Gabrielle Bossis: A wealthy French-woman who wrote one of the boldest works of Catholic spirituality: He and I (Editions Paulines, 1969), in which she ‘channels’ Jesus Christ himself. Christ’s words of inspiration and comfort are–this is France!–charming and flirtatious.

Mary Daly: This pioneer firebrand feminist’s rethinking of theology is a mind-blowing assault on patriarchy–and a gripping meditation on how gendered our culture’s ‘universal’ claims to truth can be. Start with Beyond God the Father (Beacon, 1985).

Frances Densmore: A white anthropologist, and one of the great early recorders of Native American spirituality. Chippewa Music (Smithsonian Institution Bureau of American Ethnology, 1910) contains beautiful translations and perceptive discussions of sacred songs, including the Sun Dance liturgy.

Maya Deren: The tempestuous godmother of American avant-garde film was also an initiate of Haitian voudoun (voodoo), and her Divine Horsemen (McPherson & Co, 1985) is a poetic account of this African-rooted religion.

Toyohiko Kagawa: A Japanese Protestant novelist, poet, and activist, world-famous before World War II. William Axling’s Kagawa (Harper and Brothers, 1932) covers his life of devotion to the poor of urban Japan and includes excerpts from his writings on the unbreakable links between social justice and Christianity.

Rabi’a: The leading female Sufi saint was born in 717 and in a long life of writing prayers and poems made an indelible contribution to Islamic mysticism. Rabi’a by Margaret Smith (Oneworld, 1994) is a biography with selections from Rabi’a’s writings.

Joseph Soloveitchik: This contemporary rabbi’s Halakhic Man (Jewish Publication Society, 1984) is a brilliant reflection on the truths of traditional, nonmystical Judaism and a revelation of how life-affirming the Jewish Law is.

Saint Symeon, the New Theologian: A 10th-century Greek Orthodox spiritual master defined hesychasm, a method of communion with God that has some affinities with yoga. Read him in Symeon, The New Theologian: The Discourses (Paulist Press, 1980), translated by C.J. De Catanzano.

Rabindranath Tagore: This Nobel Prize-winning poet-dramatist-philosopher’s idiosyncratic Hinduism epitomized Eastern wisdom for the West at the turn of the 20th century.
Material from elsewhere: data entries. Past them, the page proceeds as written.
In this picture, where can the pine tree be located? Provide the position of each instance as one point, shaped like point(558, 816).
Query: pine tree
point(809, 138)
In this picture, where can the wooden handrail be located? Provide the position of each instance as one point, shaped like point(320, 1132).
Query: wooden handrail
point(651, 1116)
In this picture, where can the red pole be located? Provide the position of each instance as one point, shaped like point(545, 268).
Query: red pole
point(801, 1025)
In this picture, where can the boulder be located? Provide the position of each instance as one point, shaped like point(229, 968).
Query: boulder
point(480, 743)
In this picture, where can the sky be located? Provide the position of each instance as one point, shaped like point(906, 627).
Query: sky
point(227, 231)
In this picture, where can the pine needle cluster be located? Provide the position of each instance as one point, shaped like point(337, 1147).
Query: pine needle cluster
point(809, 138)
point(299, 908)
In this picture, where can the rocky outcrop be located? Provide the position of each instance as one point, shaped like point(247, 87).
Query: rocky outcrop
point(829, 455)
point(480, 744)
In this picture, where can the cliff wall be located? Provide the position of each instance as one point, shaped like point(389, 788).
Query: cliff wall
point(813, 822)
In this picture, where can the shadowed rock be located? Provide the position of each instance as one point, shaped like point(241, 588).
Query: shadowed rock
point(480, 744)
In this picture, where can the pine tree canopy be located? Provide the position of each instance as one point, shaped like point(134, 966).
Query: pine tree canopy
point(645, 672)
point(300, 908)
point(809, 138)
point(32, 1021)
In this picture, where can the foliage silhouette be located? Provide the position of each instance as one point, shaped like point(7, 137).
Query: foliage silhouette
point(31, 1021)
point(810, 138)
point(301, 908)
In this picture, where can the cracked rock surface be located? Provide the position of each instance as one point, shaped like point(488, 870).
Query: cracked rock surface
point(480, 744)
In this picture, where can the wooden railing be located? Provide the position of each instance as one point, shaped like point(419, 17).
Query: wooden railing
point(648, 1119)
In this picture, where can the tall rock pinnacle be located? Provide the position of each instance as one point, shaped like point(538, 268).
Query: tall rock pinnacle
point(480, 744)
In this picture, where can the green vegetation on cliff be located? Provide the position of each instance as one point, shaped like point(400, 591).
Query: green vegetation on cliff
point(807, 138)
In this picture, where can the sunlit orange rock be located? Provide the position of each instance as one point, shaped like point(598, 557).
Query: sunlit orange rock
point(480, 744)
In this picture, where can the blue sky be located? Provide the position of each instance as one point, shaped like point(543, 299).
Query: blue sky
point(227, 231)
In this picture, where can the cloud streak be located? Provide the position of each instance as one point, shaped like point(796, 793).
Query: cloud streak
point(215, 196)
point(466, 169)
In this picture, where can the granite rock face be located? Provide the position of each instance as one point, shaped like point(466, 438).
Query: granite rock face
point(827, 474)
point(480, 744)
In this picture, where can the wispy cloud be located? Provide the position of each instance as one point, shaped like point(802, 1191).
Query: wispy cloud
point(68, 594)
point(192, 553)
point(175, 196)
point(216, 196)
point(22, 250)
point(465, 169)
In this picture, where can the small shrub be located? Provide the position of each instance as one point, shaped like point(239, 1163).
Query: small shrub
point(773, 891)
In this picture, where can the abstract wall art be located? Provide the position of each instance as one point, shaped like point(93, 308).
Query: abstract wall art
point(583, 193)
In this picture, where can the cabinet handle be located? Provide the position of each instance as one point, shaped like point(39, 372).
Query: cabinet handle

Sample his vast output in Rabindranath Tagore: An Anthology (Griffin, 1999), edited by Krishna Dutta and Andrew Robinson.

Yuan Hung-tao: Enjoy this witty 16th-century Chinese poet’s self-ironic meditations on the difficulties of the Zen life in Pilgrim of the Clouds: Poems and Essays by Yuan Hung-tao and His Brothers (Weatherhill, 1978).